CNN Indonesia | Senin, 27/01/2020 09:49 WIB
Di Luar Basket, Kobe Bryant Jadi Pebisnis Modal Ventura Selama berkarir di dunia olah raga, Kobe Bryant menjadi salah satu atlet terkaya di dunia. (Harry How/Getty Images/AFP).
Jakarta, CNN Indonesia -- Legenda basket Kobe Bryant meninggal dalam kecelakaan helikopter di California, AS pada Minggu (26/1).
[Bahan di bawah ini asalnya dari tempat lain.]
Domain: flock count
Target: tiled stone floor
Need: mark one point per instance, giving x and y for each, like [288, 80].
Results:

Semasa hidupnya, Kobe tercatat sebagai salah satu atlet terkaya di dunia.

Dilansir dari Forbes, Senin (27/1), selama dua dekade berkarir sebagai pemain basket, ia meraup pendapatan hingga US$770 juta atau sekitar Rp10,78 triliun (asumsi kurs Rp14 ribu per dolar AS).

Bayaran pria yang dijuluki Black Mamba ini waktu bermain di klub basket LA Lakers merupakan yang tertinggi di jajaran NBA pada enam musim terakhirnya, 2011-2016.
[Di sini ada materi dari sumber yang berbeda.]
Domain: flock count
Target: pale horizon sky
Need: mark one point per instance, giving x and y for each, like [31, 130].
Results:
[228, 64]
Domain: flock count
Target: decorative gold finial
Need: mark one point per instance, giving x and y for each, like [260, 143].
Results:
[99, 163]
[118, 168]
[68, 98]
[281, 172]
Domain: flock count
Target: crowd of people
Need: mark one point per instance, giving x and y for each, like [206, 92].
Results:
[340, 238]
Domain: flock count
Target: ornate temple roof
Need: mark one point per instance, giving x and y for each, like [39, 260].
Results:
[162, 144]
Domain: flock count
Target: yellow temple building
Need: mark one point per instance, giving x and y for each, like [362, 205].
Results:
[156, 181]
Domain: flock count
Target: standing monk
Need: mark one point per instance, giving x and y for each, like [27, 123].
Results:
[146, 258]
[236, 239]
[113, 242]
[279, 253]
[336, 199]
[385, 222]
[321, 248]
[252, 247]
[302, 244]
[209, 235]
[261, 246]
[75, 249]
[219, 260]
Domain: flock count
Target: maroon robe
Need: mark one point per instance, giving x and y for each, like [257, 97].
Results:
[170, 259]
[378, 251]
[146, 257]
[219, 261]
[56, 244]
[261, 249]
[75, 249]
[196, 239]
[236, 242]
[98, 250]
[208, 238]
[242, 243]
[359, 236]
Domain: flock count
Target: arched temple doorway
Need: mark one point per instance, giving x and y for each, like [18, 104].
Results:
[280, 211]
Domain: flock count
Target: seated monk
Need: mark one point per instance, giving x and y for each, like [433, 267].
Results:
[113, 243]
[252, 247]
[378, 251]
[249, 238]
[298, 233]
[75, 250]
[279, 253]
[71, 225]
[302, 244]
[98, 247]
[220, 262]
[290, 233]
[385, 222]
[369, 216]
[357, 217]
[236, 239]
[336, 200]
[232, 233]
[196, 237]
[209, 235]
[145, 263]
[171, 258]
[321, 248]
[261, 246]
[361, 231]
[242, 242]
Selain dari bermain basket, pendapatannya juga bersumber dari iklan di mana ia menjadi ambassador sejumlah produk olah raga seperti Nike, Hublot, dan Panini.
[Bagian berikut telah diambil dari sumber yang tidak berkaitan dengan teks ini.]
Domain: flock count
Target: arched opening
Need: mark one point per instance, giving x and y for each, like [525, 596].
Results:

Pada 2016, Kobe masuk ke daftar Pengusaha Terkaya di Bawah 40 Tahun versi Forbes. Ia menduduki peringkat 33 dengan nilai kekayaan bersih mencapai US$350 juta atau sekitar Rp4,9 triliun per 12 Desember 2016.

Kobe tak hanya piawai di lapangan tetapi juga memiliki insting bisnis. Setelah pensiun dari atlet, ia bersama Jeff Stibel pada mendirikan perusahaan modal ventura Bryant Stibel dengan modal US$100 juta pada Agustus 2016.

Melalui entitas bisnis itu, Kobe berinvestasi pada perusahaan rintisan (startup) di berbagai bidang teknologi, media, dan data.

Dikutip dari situs resmi Bryant Stibel, beberapa perusahaan startup yang menerima suntikan dana dari Bryant Stibel di antaranya AOS Art of Sport, ringDNA, vipKid, minted., legalzoom, dan DellTechnologies.